In another break with his predecessor’s expansive view of executive power, President Barack Obama is ordering federal agencies to disregard so-called signing statements where George W. Bush disagreed with bills he signed.
Bush used signing statements to express differences with about 1,200 items in legislation passed during his eight years in office. In many instances, he told federal agencies they should ignore the offending provisions.
However, White House press secretary Robert Gibbs said Monday that Obama had issued a memorandum essentially nullifying Bush’s signing statements by telling agencies not to rely on them without consulting with the Justice Department.
But as with other distinctions Obama has drawn with Bush, the new president is not making an entirely clean break. He is reserving his right to issue signing statements when he sees fit, though he is pledging to be more sparing in his use of the tactic.

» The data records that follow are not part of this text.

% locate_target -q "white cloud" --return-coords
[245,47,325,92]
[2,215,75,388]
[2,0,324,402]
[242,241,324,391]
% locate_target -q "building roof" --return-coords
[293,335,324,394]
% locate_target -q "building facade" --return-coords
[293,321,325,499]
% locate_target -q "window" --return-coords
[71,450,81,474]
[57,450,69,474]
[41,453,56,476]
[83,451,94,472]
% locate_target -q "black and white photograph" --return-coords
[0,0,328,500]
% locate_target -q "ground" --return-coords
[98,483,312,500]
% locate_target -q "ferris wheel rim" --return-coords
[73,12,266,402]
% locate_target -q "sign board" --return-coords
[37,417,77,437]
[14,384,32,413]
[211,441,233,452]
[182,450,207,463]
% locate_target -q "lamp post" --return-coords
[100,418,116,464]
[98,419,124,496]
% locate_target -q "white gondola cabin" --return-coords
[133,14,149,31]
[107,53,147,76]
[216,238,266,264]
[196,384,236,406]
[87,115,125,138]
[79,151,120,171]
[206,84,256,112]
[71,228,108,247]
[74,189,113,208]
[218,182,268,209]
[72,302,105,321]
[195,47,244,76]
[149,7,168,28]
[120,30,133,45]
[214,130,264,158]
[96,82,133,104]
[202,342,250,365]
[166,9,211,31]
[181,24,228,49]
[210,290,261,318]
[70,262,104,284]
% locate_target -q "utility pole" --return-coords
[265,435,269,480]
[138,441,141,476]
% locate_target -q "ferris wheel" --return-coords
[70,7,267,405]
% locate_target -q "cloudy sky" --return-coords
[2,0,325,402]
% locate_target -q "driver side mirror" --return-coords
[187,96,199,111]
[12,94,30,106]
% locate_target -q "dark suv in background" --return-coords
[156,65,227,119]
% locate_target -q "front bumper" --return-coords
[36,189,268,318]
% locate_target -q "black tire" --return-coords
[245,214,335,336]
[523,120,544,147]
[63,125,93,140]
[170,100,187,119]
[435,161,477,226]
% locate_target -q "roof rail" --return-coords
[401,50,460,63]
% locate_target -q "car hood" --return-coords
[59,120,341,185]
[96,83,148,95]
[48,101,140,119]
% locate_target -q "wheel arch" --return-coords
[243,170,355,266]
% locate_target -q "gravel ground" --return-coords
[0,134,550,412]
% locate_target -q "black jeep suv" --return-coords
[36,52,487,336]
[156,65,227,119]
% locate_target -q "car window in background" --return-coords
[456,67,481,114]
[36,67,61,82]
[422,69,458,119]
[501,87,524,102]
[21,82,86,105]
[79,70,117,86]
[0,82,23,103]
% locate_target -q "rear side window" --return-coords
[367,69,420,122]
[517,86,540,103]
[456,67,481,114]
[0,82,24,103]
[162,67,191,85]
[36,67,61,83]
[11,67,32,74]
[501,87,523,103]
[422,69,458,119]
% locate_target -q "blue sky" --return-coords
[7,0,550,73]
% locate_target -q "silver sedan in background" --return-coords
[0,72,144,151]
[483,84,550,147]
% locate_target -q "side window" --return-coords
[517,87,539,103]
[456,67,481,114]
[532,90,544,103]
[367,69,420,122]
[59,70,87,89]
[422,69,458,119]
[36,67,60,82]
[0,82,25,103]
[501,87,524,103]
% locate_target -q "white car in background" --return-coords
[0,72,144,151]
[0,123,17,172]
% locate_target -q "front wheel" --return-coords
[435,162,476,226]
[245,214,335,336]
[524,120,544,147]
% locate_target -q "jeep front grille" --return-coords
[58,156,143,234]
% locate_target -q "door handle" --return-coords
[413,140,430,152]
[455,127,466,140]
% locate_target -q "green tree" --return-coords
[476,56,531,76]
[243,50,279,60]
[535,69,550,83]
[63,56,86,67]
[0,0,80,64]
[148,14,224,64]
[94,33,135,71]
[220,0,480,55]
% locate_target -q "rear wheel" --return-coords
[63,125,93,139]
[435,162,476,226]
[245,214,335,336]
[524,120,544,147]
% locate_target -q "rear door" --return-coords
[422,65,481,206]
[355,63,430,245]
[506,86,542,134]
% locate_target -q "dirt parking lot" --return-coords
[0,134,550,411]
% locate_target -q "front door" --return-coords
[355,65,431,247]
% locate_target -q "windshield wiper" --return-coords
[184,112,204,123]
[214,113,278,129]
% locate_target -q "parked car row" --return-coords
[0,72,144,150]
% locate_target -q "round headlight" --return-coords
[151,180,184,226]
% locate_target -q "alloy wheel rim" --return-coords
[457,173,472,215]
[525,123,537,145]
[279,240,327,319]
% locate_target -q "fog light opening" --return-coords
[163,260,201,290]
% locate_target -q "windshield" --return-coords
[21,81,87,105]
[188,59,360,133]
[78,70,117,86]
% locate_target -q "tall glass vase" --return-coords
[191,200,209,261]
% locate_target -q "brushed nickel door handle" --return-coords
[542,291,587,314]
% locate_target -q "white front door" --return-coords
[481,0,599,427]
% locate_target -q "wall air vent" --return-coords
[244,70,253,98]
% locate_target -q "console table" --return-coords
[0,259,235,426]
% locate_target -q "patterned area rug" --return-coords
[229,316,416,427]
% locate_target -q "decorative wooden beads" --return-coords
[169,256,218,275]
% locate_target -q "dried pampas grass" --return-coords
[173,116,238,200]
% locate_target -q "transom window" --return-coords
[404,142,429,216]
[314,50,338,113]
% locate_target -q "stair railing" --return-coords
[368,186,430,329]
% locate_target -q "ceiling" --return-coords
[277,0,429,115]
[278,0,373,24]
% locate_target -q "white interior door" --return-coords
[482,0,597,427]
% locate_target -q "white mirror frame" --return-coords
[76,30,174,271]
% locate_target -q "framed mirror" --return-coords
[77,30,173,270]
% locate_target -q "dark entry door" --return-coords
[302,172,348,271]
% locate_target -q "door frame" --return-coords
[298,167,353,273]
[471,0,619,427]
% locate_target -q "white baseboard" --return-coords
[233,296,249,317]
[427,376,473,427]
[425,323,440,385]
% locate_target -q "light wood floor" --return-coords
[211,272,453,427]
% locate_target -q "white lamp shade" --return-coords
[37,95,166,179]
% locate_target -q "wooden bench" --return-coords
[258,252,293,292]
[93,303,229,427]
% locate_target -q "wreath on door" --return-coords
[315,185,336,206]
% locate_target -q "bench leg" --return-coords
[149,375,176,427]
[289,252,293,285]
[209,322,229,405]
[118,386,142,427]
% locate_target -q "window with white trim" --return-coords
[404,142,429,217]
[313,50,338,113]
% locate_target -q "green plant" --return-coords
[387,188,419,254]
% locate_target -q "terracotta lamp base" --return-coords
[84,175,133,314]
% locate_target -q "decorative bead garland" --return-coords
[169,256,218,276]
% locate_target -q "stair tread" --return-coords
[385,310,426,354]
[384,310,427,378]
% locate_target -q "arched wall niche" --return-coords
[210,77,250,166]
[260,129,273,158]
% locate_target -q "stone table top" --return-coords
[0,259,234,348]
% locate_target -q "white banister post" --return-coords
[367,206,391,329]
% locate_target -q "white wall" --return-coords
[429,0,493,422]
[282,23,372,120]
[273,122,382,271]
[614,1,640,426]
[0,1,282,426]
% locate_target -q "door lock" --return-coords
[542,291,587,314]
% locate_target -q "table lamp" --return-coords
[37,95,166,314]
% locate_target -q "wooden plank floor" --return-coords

“I think the previous administration issued hundreds and hundreds of signing statements that….specifically entailed through those signing statements people disregarding portions of legislation or the intent of Congress,” Gibbs said.

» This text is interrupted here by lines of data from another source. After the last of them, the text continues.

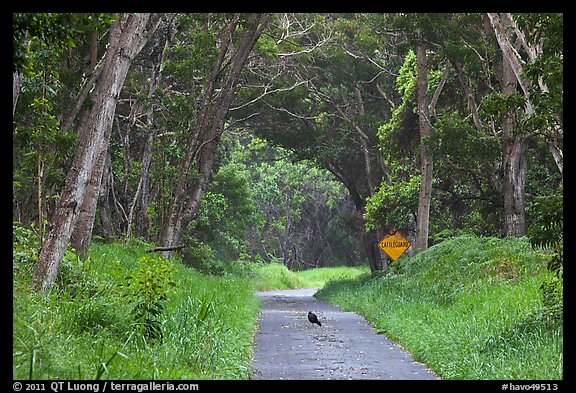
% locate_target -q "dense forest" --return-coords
[12,13,563,291]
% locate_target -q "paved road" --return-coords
[252,288,439,379]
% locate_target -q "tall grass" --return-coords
[251,263,370,291]
[13,234,259,379]
[317,237,563,379]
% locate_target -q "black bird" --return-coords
[308,311,322,326]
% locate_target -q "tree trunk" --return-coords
[502,52,527,237]
[162,14,270,256]
[12,71,22,116]
[414,44,433,250]
[72,14,159,258]
[32,14,150,292]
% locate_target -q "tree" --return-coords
[161,14,270,254]
[32,14,150,291]
[414,44,433,250]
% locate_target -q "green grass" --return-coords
[253,263,370,291]
[13,237,259,379]
[316,237,563,380]
[13,229,368,380]
[13,229,563,380]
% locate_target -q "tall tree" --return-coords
[161,13,271,254]
[32,13,150,291]
[415,43,433,250]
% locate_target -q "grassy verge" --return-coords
[252,263,370,291]
[316,237,563,380]
[13,237,259,379]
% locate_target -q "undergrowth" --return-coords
[316,236,563,380]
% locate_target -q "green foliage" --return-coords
[13,239,258,380]
[364,175,420,231]
[528,185,564,326]
[317,236,563,380]
[127,256,176,338]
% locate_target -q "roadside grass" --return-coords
[13,234,259,380]
[316,237,563,380]
[13,228,563,380]
[252,263,370,291]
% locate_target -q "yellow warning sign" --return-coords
[378,232,412,261]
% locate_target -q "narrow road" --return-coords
[252,288,439,379]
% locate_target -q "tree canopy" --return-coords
[13,13,563,288]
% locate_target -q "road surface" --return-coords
[252,288,439,380]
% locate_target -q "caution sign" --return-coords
[378,232,412,261]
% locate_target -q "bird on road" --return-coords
[308,311,322,326]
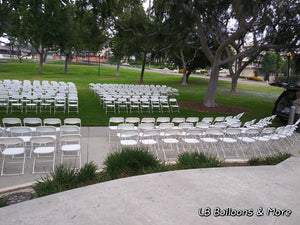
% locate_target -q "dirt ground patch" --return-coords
[178,101,251,114]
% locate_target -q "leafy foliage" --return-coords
[104,148,159,179]
[177,152,224,169]
[33,162,99,197]
[249,152,292,166]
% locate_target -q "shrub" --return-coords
[104,148,159,179]
[77,162,98,184]
[33,162,98,197]
[248,76,263,81]
[0,198,7,208]
[249,152,292,166]
[177,152,224,169]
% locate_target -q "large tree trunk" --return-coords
[116,59,121,77]
[203,63,219,107]
[39,46,44,74]
[139,52,146,84]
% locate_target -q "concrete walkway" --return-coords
[0,127,300,225]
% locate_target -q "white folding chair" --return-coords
[67,96,79,114]
[43,118,61,132]
[220,127,245,158]
[139,129,159,158]
[182,128,205,153]
[60,125,80,136]
[120,129,139,149]
[200,127,223,158]
[30,136,56,174]
[23,117,43,133]
[239,128,262,157]
[185,117,199,126]
[0,137,26,176]
[161,128,181,161]
[64,118,81,127]
[60,134,81,168]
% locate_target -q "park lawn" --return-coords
[0,63,282,126]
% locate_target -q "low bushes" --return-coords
[249,152,292,166]
[33,162,99,197]
[33,148,291,199]
[248,76,264,81]
[177,152,224,169]
[104,148,160,179]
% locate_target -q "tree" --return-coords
[262,52,277,81]
[8,0,63,73]
[155,0,300,107]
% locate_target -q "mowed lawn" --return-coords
[0,63,282,126]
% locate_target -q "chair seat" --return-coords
[2,148,25,155]
[33,147,55,154]
[241,137,255,143]
[183,138,200,144]
[140,139,157,145]
[220,137,237,143]
[120,140,137,146]
[61,144,80,152]
[162,138,179,144]
[201,138,218,143]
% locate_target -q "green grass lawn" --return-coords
[0,63,282,126]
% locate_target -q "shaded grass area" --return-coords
[0,63,282,126]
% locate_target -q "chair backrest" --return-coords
[172,117,185,123]
[64,118,81,127]
[36,126,56,136]
[60,134,81,144]
[60,125,80,135]
[30,136,56,147]
[108,117,125,124]
[185,117,199,123]
[0,137,24,147]
[138,123,154,130]
[178,123,194,130]
[10,127,32,137]
[44,118,61,127]
[120,130,139,139]
[201,117,214,123]
[125,117,140,124]
[23,117,43,126]
[141,117,155,123]
[158,123,174,130]
[117,123,134,130]
[156,117,171,125]
[2,118,22,127]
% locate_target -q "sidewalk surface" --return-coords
[0,127,300,225]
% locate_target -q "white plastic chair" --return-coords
[0,137,26,176]
[64,118,81,127]
[60,134,81,168]
[220,127,245,158]
[120,129,139,148]
[60,125,80,136]
[182,128,205,153]
[161,128,181,161]
[200,127,223,158]
[43,118,61,132]
[139,129,159,157]
[30,136,56,174]
[108,117,125,143]
[23,117,43,133]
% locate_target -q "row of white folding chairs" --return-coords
[2,117,81,128]
[0,133,81,176]
[109,113,244,127]
[100,96,179,113]
[111,124,295,160]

“This president will use signing statements in order to go back to what has previously been done — that is to enumerate Constitutional problems that either the Justice Department or legislative counsel here see as a potential problems with their reading — but not ask that laws be disallowed simply by executive fiat.”

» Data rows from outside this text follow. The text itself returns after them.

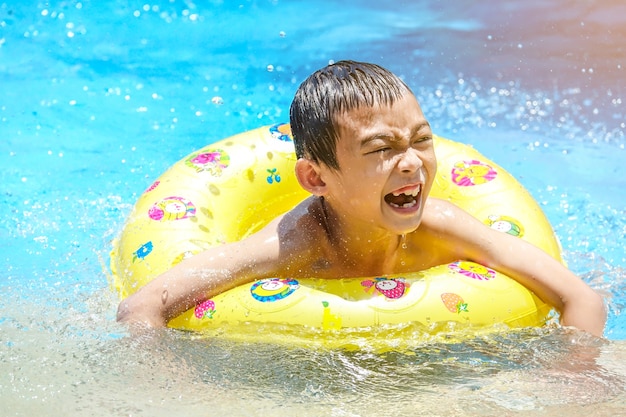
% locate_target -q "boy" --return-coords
[118,61,606,336]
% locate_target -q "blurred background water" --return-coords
[0,0,626,416]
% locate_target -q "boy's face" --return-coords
[320,94,437,234]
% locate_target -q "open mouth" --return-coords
[385,185,422,209]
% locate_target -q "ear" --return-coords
[296,158,326,196]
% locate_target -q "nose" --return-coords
[398,148,423,173]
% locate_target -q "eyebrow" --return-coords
[360,120,430,147]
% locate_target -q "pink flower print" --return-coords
[194,300,215,319]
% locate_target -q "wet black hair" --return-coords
[289,61,413,170]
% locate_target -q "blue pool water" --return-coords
[0,0,626,416]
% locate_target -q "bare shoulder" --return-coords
[239,197,328,276]
[420,197,480,234]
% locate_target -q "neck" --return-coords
[320,197,407,275]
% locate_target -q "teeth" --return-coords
[389,200,417,208]
[392,185,422,197]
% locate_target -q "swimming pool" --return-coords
[0,0,626,416]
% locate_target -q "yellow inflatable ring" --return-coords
[111,124,562,339]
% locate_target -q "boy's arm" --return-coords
[424,202,606,336]
[117,223,279,327]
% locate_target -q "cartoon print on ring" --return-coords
[452,160,498,187]
[148,196,196,221]
[250,278,300,303]
[361,277,409,300]
[448,261,496,281]
[185,149,230,177]
[484,215,524,237]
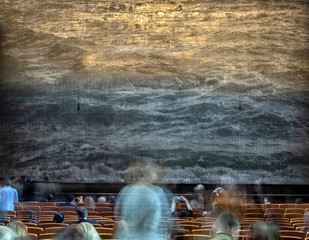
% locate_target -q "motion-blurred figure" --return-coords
[0,179,18,211]
[76,207,98,224]
[190,184,205,209]
[114,162,170,240]
[76,222,101,240]
[211,212,240,240]
[245,222,280,240]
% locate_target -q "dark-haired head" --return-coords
[53,212,64,223]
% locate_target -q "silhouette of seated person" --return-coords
[60,195,77,208]
[76,207,98,224]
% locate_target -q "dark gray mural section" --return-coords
[0,0,309,184]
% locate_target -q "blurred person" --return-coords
[171,196,193,217]
[7,221,28,238]
[98,196,106,203]
[74,197,82,204]
[76,222,101,240]
[190,184,205,209]
[0,179,18,211]
[85,196,95,208]
[35,173,56,202]
[299,210,309,236]
[0,226,16,240]
[53,212,64,223]
[114,161,170,240]
[203,187,230,217]
[249,221,280,240]
[54,226,85,240]
[60,194,77,208]
[211,212,240,240]
[295,198,304,204]
[76,207,98,224]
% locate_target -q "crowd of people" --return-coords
[0,162,309,240]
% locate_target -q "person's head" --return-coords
[98,196,106,203]
[250,222,280,240]
[76,207,88,219]
[67,194,75,202]
[0,226,16,240]
[7,221,28,237]
[3,178,12,186]
[215,212,240,236]
[193,184,205,193]
[76,222,101,240]
[53,212,64,223]
[55,226,84,240]
[85,196,95,207]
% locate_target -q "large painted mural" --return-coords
[0,0,309,184]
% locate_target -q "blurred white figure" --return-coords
[114,160,169,240]
[191,184,205,209]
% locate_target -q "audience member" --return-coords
[190,184,205,209]
[98,196,106,203]
[0,179,18,211]
[203,187,230,217]
[249,221,280,240]
[114,159,169,240]
[76,207,98,224]
[76,222,101,240]
[35,173,56,202]
[0,226,16,240]
[60,195,77,207]
[85,196,95,208]
[171,196,193,217]
[74,197,82,204]
[211,212,240,240]
[301,210,309,236]
[53,212,64,223]
[55,226,84,240]
[7,221,28,238]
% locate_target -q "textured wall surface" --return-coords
[0,0,309,183]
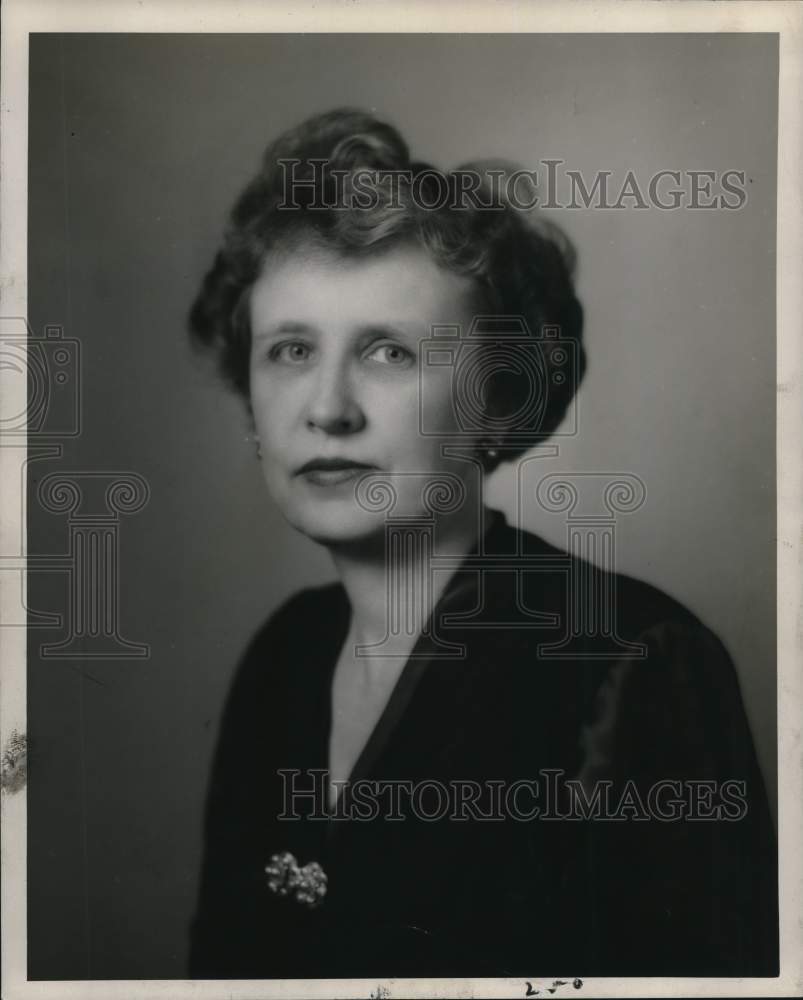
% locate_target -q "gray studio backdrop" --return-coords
[28,35,777,979]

Bush’s frequent use of the statements drew rebukes from Democratic lawmakers, as well as a variety of civil liberties and legal groups, including the American Bar Association.
Gibbs said there was a long history of such statements of presidential dissent. He also argued that Congress was, in part, to blame for the proliferation of signing statements because of the trend towards packaging legislation into huge bills which can run to thousands of pages and include a myriad of unrelated provisions. That makes it awkward for a president to veto a bill over relatively minor provisions that he considered problematic.
“Signing statements have been in existence for two centuries in order for presidents to make known Constitutional problems with ideas that are in legislation, without necessarily dealing a veto to the entire piece of legislation,” Gibbs said. “Obviously, the proliferation of omnibus legislation has made that even more prevalent.”
Obama was actually less strident in his opposition to signing statements than his Republican opponent in 2008, Senator John McCain (R-Ariz.). McCain said flatly that he would not issue them under any circumstances.